= Decimus Junius Silanus (translator of Mago) =

Decimus Junius Silanus was an ancient Roman of the 2nd century BC. He was of noble family and was an expert in Punic language and literature.

After Rome's destruction of Carthage in 146 BC, the Carthaginian libraries were given to the kings of Numidia, but one work was considered too important to lose. This was the agricultural manual in Punic by the Carthaginian author Mago. This long work (it was divided into 28 books) was brought to Rome, and Silanus was commissioned by the Roman Senate to translate it. At about the same period an adaptation into Greek was made by Cassius Dionysius.

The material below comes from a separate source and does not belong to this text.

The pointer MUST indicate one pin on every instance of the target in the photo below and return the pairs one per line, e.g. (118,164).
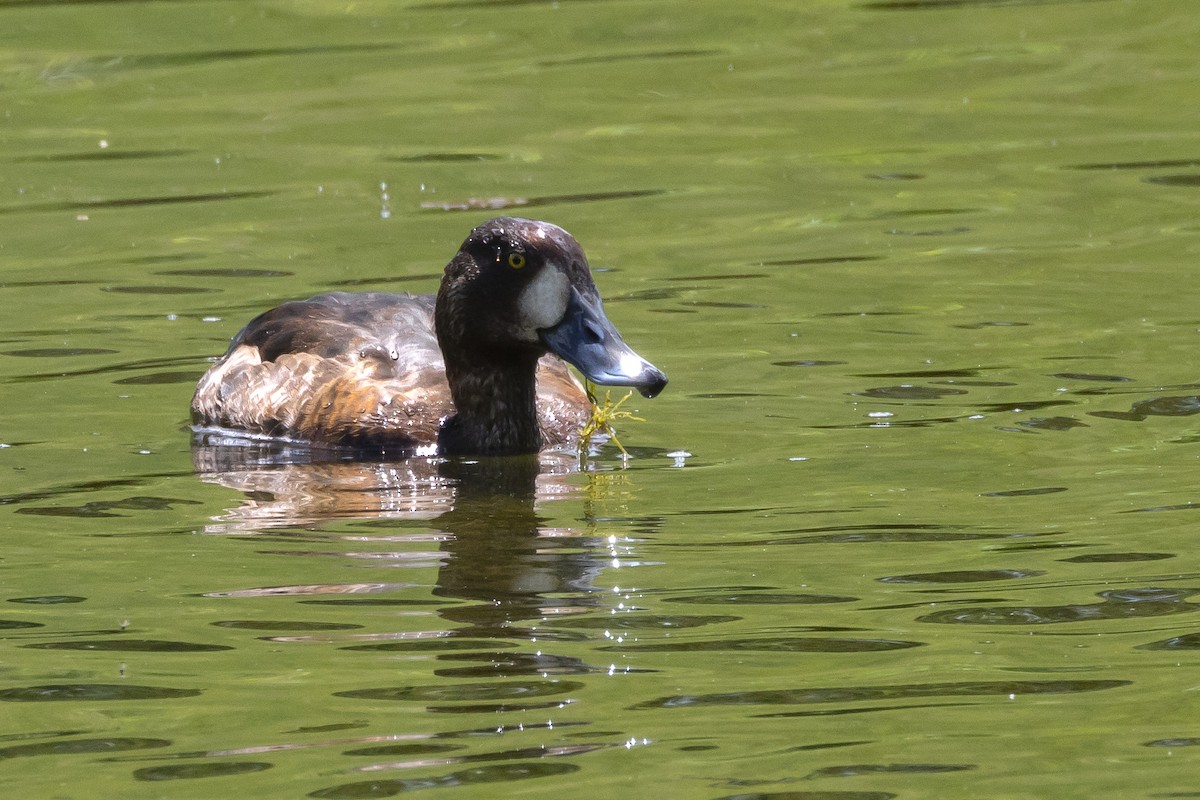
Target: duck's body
(467,371)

As translated by Silanus, the work opened with general advice which is thus summarized by Columella:

One who has bought land should sell his town house so that he will have no desire to worship the household gods of the city rather than those of the country; the man who takes greater delight in his city residence will have no need of a country estate.
Columella, De Agricultura 1.1.18.

Silanus's translation is lost, as is Mago's original, but through the translation Mago's work influenced the tradition of Roman agriculture. It is sometimes quoted by surviving Roman writers on farming. The following is a partial list of fragments:

- If buying a farm, sell your town house (see quotation above).
- The most productive vineyards face north.
- How to plant vines.
- How to prune vines.
- How to plant olives.
- How to plant fruit trees.
- How to harvest marsh plants.
- Preparing various grains and pulses for grinding.
- How to select bullocks.
- Notes on the health of cattle.
- Mules sometimes foal in Africa. Mules and mares foal in the twelfth month after conception.
- Notes on farmyard animals.
- Getting bees from the carcass of a bullock or ox.
- The beekeeper should not kill drones.
- How to preserve pomegranates.
- How to make the best passum (raisin wine).